There are limitations to not being in the same room. Part of my working life is spent in a writers’ room with two other scriptwriters where we develop television and radio drama. It is a crucible where we hammer out a series, it is so much harder to interrupt each other passionately, the creative energy is missing in action. We adapt but it is not evolution.
Final Thoughts
It is a year since I have spent time in a school with real, 3D children. Delivering an arts project to six-year-olds for a day in maverick weather this week was brilliant. A real return. But I cannot forget. We all carry a sorrow for the suffering of then and now. I cannot but believe that as artists we are in a fragile peace, we live in uncertainty and with that there is a challenge. Out of chaos comes creation.
This case study is part of our project evaluation for 2019/2020
Writer Bel Greenwood was commissioned as part of our Creative Conversations in Isolation programme to bring together a group who were interested in creative writing with a landscape and environmental theme. Everyone had to get used to being on Zoom rather than meeting in person, but the group enjoyed getting to know each other and experimenting with their writing guided by Bel. People were finding new connections to their local environment and nature through lockdown, this group were no different, giving them lots to write about. They produced a blog to share their work and have continued to meet and write.
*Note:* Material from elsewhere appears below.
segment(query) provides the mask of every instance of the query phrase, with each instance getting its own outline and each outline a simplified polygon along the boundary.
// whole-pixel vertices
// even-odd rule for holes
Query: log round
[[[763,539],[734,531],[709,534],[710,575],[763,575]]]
Recognising an increase in people’s connections to their local environment, this commission was a way to develop interest and community audiences connected to this theme.
The group had mixed previous writing experience from academic papers and books to one creative writer. Their passion for the natural environment unified the group.
Each workshop consisted of a combination of surprising writing challenges and the opportunity to collaborate and share. As well as the experience of having a professional writer critique and support edits in work produced.
Key outcomes for the group were to improve their skills in writing creatively through their connection to the landscape. Also to support them to increase their confidence in sharing their work publicly.